Chakra training was, in short, exhausting. There were many kinds of exhausting, but this one counted as many in one - mentally, physically, emotionally, it just left him tired. First had come the simple act of finding and manipulating his chakra, which in and of itself was indescribably difficult - he'd had to force his mother to reveal that masters could manipulate chakra without hand signs, but it was impossible for rookies like him, and she wasn't wrong - one night he'd tried it for himself, he'd barely been able to get a spark of chakra around his hands, let alone the small fires he got with hand signs.
So he had a goal to work towards - because he absolutely hated hand signs.

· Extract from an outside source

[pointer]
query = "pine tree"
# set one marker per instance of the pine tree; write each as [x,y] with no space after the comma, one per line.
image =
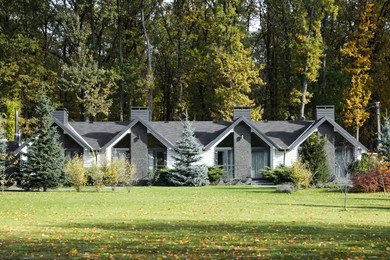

Years would pass and the training would become just as physically intensive as it was merely chakra intensive. Tsunade seemed hellbent on turning the boy in to a Spartan, three years before Spartans turned their boys in to Spartans. After he'd turned four and had a decent enough grasp over the basics of chakra, Tsunade had started on his physical development, and while the two subjects could be inclusive, she made certain that - for now - they were mutually exclusive. Using her own medical techniques, whenever they started training physically, she suppressed his chakra so he couldn't cheat and give himself a quick shot of fast-acting Red Bull.
When put on top of his chakra exercises, the man in a child's body was barely able to move, let alone crawl his way in to bed and sleep. Add that on to the steadily expanding library he was developing, and he was - on top of it all - conditioning his body to work on far less than eight hours of sleep. He wondered if this was what it was like being in the military, back home - constantly and consistently exhausted to the point where personal time became sleeping time. It would make sense, but he reasoned that if US Soldiers could spit fireballs and fling lightning around, the world would have been a very different place.
Tsunade's excuse, when he'd asked her after they celebrated his sixth year with some of the most intense training he'd ever had, was that she had to break him apart if she wanted to put him back together. Before, he was made of weak, malleable flesh, but he had to be made of iron in order to face the troubles that would no doubt lie ahead.
But, unfortunately for him, the physical and metaphysical parts of training weren't the only things he had to do. He also had the intelligence - and the patience - training to go through - he had to go to school.
Which brought him to now, standing in front of the ninja academy, with children streaming in and parents streaming out; his own 'parent' not present due to various extenuating circumstances she didn't explain to him. Two things were running through the boy's head, the first being that he couldn't believe he was going back to school after working so hard to stay out of it, and the second being that whatever he learned here better be good, else he'd sleep through it all and breeze through on his not inconsiderable education from years passed.
Hibiki sighed and began walking inside, little aware that he was taking the first steps towards a life fraught with hardship, pain, and earth-shaking revelations. His earlier, joking comparisons to the archmage of a criminally underrated Dungeons and Dragons book would, as it seemed, become far more apt than he had at the time thought. But before power, came the road to it - he needed, to put it bluntly, to get there, before he could be there. Legends started somewhere, and in this deceptively large academy, Hibiki Senju's legend would begin in earnest.
All thanks in part to him being bodily slammed in to by a speeding blonde bundle of energy named Minato.